Kim is silent upon explicitly disclosing wherein: in a second direction from the second surface toward the first surface, a maximum length of the first covering part is greater than a maximum length of the first conductive member, and a maximum length of the first metal film is greater than the maximum length of the first conductive member.
However, Kim teaches wherein: in a second direction from the second surface toward the first surface, a maximum length of the first covering part (115/160) is greater or equal to a maximum length of the first conductive member (121), and a maximum length of the first metal film (111B) is greater or equal to the maximum length of the first conductive member (121) (see Kim, Fig.12 as shown above).
Hence, it would have been obvious to one of ordinary skill in the art of making semiconductor devices to determine the workable or optimal value for the maximum length of the first covering part with respect to the maximum length of the first conductive member and the maximum length of the first metal film with respect to the maximum length of the first conductive member through routine experimentation and optimization to obtain optimal or desired device performance because the maximum length of the first covering part with respect to the maximum length of the first conductive member and the maximum length of the first metal film with respect to the maximum length of the first conductive member is a result-effective variable and there is no evidence indicating that it is critical or produces any unexpected results and it has been held that it is not inventive to discover the optimum or workable ranges of a result-effective variable within given prior art conditions by routine experimentation. See MPEP § 2144.05
Regarding Claim 2: Kim as modified teaches a light-emitting device as set forth in claim 1 as above.

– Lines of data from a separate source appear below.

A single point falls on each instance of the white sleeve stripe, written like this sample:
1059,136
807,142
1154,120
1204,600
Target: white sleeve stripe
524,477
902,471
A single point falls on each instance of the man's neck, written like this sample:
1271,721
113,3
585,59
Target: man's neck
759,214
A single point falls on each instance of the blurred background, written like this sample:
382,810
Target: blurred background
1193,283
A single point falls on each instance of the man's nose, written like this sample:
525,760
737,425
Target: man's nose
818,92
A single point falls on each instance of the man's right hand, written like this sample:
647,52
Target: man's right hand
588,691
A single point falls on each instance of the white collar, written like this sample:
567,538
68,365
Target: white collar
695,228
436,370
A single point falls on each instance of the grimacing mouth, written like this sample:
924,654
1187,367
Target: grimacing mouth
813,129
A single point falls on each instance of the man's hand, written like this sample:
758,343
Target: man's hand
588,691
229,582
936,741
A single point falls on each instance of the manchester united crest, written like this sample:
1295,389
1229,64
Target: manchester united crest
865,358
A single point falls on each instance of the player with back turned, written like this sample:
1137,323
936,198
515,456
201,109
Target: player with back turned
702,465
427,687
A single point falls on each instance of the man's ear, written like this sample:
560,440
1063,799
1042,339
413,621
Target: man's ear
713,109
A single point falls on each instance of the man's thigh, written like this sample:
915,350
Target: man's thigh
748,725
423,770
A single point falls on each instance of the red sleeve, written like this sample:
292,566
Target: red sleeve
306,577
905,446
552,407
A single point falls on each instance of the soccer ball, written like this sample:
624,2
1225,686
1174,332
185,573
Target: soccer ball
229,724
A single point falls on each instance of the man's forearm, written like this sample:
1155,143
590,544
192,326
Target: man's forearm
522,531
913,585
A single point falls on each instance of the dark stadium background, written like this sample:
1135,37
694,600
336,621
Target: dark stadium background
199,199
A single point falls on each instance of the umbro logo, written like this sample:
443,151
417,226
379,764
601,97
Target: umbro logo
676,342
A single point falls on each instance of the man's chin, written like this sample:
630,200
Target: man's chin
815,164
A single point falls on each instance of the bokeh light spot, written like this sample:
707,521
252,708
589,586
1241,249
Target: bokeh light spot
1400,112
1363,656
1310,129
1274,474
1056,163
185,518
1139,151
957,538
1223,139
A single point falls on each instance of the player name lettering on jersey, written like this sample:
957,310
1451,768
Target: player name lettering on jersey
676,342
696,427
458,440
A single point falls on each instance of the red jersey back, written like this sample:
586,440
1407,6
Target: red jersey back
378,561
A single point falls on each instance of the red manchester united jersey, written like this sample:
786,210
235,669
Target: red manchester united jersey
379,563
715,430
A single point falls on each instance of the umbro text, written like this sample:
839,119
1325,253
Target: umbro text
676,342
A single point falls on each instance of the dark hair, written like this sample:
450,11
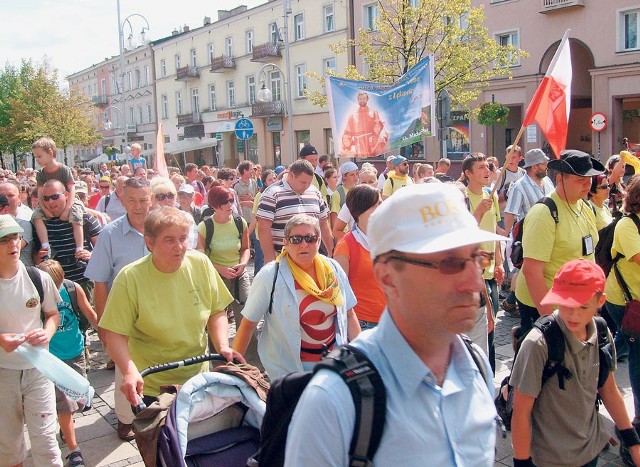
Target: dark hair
217,196
361,198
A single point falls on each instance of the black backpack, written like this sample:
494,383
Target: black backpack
517,232
555,361
605,242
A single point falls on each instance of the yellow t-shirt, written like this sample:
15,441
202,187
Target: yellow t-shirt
225,243
165,315
488,223
626,240
555,244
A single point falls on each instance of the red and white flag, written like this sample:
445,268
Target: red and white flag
551,103
160,163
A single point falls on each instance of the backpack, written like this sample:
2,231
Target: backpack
605,242
555,341
210,226
517,232
70,286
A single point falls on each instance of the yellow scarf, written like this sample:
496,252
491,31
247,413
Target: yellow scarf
328,290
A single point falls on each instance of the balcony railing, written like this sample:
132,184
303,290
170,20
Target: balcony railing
266,52
551,5
187,73
189,119
222,64
267,109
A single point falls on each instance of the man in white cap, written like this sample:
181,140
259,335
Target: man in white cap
27,396
439,409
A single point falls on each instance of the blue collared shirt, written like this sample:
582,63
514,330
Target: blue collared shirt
452,425
118,245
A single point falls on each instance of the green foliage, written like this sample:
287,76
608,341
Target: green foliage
465,56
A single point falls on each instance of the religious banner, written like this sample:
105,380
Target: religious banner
370,119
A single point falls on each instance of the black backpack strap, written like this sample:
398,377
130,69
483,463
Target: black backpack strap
369,397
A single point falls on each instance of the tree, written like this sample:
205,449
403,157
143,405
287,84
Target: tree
465,56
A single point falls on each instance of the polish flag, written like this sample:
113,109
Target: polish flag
551,103
160,163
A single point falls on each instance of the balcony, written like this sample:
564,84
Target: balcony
222,64
552,5
189,119
266,52
267,109
187,73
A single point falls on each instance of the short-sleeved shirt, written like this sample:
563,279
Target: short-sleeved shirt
279,203
165,314
566,427
555,244
626,240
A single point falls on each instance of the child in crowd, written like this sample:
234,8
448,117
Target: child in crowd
68,345
44,150
561,426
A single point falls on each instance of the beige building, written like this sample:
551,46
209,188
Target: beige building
605,55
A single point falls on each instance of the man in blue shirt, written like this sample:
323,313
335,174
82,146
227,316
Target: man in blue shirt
439,409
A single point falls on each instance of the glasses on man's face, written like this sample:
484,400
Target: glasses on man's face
163,196
297,239
449,266
51,197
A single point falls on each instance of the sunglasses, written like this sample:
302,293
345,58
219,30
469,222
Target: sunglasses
297,239
448,266
52,197
163,196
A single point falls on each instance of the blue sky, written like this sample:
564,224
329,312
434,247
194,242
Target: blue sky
75,34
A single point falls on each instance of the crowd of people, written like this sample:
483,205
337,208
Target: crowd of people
399,263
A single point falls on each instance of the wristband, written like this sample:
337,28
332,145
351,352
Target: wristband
523,462
629,437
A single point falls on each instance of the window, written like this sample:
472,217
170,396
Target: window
508,38
179,102
329,25
228,46
628,28
231,94
195,101
248,40
212,97
251,89
298,26
301,80
164,105
370,15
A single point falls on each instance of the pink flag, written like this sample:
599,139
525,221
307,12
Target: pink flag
551,103
159,163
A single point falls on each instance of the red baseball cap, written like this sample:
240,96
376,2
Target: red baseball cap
575,283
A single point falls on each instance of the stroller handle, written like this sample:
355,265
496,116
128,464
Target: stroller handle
185,362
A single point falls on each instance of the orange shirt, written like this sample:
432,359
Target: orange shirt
371,299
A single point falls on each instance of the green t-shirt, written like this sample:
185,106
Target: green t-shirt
225,243
165,314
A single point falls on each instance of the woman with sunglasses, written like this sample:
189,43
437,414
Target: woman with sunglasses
306,301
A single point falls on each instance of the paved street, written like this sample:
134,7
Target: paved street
96,428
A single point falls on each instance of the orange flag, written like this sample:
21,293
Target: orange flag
551,103
160,163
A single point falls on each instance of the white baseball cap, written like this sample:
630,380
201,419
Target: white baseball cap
424,218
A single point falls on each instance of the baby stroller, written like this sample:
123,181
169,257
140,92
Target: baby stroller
214,419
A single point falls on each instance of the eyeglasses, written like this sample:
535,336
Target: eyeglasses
297,239
449,266
52,197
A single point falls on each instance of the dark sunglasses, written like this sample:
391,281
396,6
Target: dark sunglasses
449,266
163,196
52,197
297,239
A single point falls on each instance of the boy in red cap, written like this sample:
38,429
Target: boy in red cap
561,426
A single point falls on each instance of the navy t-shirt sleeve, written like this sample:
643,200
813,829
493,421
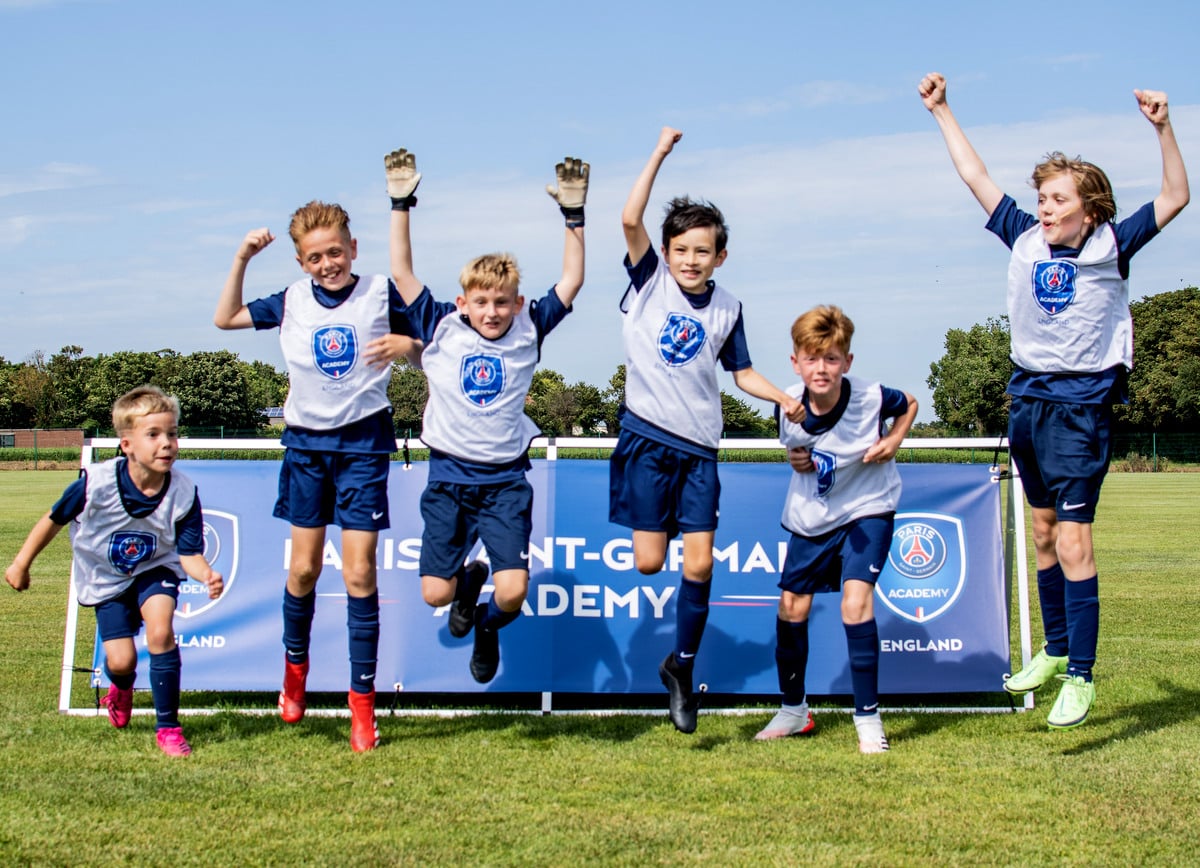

Kim is silent upon explicitly disclosing wherein: in the second direction, the maximum length of the first covering part is not less than 2 times and not more than 50 times the maximum length of the first conductive member.
However, Kim teaches wherein: in the second direction, the maximum length of the first covering part (115/160) is not less the maximum length of the first conductive member (121) (see Kim, Fig.12 as shown above).
Hence, it would have been obvious to one of ordinary skill in the art of making semiconductor devices to determine the workable or optimal value for the maximum length of the first covering part with respect to the maximum length of the first conductive member in the second direction through routine experimentation and optimization to obtain optimal or desired device performance because the maximum length of the first covering part with respect to the maximum length of the first conductive member in the second direction is a result-effective variable and there is no evidence indicating that it is critical or produces any unexpected results and it has been held that it is not inventive to discover the optimum or workable ranges of a result-effective variable within given prior art conditions by routine experimentation. See MPEP § 2144.05
Regarding Claim 3: Kim as modified teaches a light-emitting device as set forth in claim 1 as above. Kim is silent upon explicitly disclosing wherein: in the second direction, the maximum length of the first metal film is not less than 0.7 times and not more than 1.2 times the maximum length of the first covering part.
However, Kim teaches wherein: in the second direction, the maximum length of the first metal film (111) is not less the maximum length of the first covering part (115/160) (see Kim, Fig.15 as shown above).
Hence, it would have been obvious to one of ordinary skill in the art of making semiconductor devices to determine the workable or optimal value for the maximum length of the first metal film with respect to the maximum length of the first covering part in the second direction through routine experimentation and optimization to obtain optimal or desired device performance because the maximum length of the first metal film with respect to the maximum length of the first covering part in the second direction is a result-effective variable and there is no evidence indicating that it is critical or produces any unexpected results and it has been held that it is not inventive to discover the optimum or workable ranges of a result-effective variable within given prior art conditions by routine experimentation. See MPEP § 2144.05
Regarding Claim 4: Kim as modified teaches a light-emitting device as set forth in claim 1 as above. Kim further teaches wherein: the first covering part (115/160) overlaps a portion of the first conductive member (121) and a portion of the second conductive member (122) in the second direction (see Kim, Fig.12 as shown above).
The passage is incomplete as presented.